Under Xi, China is cranking up its use of force. The worsening situation in the western province of Xinjiang was an early sign of this. There have long been human-rights issues in this region, but what has happened in the last few years is very different to anything seen before. The government has built what can only be called concentration camps and detained several million Uyghur Muslims without trial to stamp out any sense of a separate local identity and culture. This was followed by the crackdown in Hong Kong. It’s easy to understand why China’s top leaders are concerned about mass protests (not only could these one day pose a threat to party rule, but many – including Xi – are probably instinctively fearful of social unrest due to their experiences in the Cultural Revolution). However, the imposition of the national security law – which has been used to crush all political opposition, no matter how peaceful – erases basic civil rights and the rule of law in Hong Kong. The “one country, two systems” promise, which was supposed to last until 2047, has been cast aside.

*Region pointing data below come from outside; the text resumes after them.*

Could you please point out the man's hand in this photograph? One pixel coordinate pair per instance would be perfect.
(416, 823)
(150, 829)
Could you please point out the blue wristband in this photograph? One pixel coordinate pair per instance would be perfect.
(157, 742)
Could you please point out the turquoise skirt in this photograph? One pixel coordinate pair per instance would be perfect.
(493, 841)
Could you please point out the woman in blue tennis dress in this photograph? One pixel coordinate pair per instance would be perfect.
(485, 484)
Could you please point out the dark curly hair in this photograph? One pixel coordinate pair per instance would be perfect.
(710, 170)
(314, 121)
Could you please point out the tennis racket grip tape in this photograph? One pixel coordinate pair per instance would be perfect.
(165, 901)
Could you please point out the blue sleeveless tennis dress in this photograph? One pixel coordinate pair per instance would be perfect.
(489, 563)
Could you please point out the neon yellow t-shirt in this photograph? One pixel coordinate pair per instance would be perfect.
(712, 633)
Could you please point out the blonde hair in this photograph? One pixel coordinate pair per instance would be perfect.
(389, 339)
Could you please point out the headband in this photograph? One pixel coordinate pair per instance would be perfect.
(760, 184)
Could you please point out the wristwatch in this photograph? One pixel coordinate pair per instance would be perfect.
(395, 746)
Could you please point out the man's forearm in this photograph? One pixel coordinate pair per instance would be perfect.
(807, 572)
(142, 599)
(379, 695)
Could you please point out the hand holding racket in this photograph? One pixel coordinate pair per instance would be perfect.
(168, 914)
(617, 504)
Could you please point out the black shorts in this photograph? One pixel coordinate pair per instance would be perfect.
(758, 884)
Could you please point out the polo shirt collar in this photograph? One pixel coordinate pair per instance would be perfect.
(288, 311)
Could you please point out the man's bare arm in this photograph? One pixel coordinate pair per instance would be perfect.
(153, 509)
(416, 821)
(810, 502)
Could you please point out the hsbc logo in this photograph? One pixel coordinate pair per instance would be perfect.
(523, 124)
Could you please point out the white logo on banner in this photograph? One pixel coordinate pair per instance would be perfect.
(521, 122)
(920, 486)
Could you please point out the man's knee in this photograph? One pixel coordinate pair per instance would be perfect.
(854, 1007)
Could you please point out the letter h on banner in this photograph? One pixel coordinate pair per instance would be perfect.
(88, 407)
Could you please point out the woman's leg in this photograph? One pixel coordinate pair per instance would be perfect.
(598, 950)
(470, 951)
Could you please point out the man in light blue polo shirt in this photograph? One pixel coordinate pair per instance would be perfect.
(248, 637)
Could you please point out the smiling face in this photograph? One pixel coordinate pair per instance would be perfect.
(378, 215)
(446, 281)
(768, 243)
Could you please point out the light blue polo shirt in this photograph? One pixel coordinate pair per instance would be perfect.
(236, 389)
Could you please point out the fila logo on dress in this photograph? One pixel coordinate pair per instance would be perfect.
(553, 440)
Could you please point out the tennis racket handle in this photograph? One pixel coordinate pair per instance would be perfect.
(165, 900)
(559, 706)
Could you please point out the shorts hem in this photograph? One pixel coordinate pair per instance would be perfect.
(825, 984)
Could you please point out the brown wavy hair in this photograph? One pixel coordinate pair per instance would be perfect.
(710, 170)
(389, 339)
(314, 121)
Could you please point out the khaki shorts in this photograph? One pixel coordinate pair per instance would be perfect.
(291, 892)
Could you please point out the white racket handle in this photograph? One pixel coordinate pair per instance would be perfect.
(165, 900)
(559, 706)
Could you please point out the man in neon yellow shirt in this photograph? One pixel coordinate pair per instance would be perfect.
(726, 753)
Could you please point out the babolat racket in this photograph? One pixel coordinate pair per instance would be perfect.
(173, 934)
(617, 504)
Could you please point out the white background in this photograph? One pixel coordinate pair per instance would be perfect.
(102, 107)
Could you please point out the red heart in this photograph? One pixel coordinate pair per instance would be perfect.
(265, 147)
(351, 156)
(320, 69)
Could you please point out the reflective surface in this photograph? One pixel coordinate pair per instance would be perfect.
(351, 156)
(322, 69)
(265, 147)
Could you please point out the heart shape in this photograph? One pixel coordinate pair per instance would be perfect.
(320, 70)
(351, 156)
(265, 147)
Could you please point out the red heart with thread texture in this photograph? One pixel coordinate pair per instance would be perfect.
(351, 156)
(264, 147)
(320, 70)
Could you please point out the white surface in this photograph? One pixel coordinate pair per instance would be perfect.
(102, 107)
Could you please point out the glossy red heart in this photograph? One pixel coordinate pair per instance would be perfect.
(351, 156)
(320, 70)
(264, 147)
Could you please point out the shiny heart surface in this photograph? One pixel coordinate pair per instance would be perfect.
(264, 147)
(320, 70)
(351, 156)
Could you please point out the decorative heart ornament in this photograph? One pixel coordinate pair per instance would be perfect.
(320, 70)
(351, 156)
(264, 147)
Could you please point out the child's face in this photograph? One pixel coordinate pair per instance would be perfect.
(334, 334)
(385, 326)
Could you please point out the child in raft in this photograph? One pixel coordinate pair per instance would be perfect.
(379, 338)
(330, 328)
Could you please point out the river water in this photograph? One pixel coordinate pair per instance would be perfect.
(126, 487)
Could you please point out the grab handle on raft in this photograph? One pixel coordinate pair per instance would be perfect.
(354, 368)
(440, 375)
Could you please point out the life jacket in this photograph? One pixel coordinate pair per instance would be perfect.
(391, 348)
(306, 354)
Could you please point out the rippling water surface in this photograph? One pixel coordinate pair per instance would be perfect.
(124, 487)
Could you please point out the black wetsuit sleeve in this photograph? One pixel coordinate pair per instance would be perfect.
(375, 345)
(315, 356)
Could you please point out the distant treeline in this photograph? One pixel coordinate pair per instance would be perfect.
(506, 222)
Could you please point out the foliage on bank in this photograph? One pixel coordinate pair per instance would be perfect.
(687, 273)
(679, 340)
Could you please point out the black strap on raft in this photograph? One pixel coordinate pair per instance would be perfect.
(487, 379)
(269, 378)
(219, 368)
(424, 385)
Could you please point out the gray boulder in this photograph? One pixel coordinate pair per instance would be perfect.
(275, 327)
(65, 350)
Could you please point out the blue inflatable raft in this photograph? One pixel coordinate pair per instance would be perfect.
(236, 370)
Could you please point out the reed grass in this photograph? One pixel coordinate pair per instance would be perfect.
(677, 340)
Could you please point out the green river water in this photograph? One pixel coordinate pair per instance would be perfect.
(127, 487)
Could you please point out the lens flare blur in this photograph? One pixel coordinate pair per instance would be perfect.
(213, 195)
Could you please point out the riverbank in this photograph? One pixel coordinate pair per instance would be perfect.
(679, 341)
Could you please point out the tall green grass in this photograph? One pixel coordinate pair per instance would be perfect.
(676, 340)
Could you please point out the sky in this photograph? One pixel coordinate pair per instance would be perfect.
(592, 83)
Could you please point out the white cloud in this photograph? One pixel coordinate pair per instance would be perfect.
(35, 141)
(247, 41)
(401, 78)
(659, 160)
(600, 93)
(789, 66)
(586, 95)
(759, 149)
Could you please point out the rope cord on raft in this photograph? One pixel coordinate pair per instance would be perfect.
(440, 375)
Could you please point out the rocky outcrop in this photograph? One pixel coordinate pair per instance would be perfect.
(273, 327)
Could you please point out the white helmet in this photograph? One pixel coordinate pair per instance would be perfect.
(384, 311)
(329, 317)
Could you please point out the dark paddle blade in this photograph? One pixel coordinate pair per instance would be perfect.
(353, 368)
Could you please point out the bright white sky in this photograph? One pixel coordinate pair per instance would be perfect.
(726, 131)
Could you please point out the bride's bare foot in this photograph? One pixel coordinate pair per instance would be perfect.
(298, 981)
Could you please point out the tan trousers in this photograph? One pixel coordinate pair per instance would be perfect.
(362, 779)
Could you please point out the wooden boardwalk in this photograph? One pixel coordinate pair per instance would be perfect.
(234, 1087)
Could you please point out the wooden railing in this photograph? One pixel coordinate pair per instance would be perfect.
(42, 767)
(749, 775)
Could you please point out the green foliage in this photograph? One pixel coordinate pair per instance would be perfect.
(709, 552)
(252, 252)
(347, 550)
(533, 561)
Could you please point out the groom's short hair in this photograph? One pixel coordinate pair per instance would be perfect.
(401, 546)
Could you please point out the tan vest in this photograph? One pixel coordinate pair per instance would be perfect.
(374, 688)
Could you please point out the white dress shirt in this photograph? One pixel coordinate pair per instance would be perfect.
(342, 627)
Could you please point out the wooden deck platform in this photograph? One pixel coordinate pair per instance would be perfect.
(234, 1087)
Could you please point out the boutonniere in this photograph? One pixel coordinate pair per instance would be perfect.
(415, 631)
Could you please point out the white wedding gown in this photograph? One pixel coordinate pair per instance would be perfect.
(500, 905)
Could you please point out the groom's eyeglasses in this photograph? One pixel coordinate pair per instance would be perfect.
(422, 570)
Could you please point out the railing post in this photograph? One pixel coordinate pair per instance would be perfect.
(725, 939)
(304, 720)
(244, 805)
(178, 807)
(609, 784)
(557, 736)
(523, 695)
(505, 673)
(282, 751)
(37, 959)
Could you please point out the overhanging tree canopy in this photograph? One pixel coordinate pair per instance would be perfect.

In this context, China’s military threats towards Taiwan must be taken seriously. The government in Beijing has no legitimate historical claim to rule Taiwan, but the idea that it does – and that the island is a renegade province that should be reclaimed by force if necessary – is universally believed in China. Hence the growing nationalistic, militaristic sentiment in the country – shown by everything from comments by top figures in the party to regular videos of the army demonstrating weapons and exercises focused on a hypothetical invasion of Taiwan – is worrying.
It’s impossible to know if Xi genuinely has any intent to invade (displays of military power also help project strength abroad and stir national pride at home), but it is disturbingly plausible that he might conclude in five or ten years that it would secure his place in history. Even more unpredictably, governments sometimes lose control of the sentiments they stir up. One can imagine a scenario in which a leader struggling with other issues that dent his popularity and threaten his control – eg, a prolonged economic slump – gets carried down a path they didn’t originally intend to follow.
All this is a very bleak perspective. The outcomes may be much better. China still has much long-term potential. Yet it is increasingly difficult to be confident at present. Investors have become used to talking about growth opportunities, but maybe a shorter-term focus on value will do better while we see how much more disruption Xi’s vision will bring.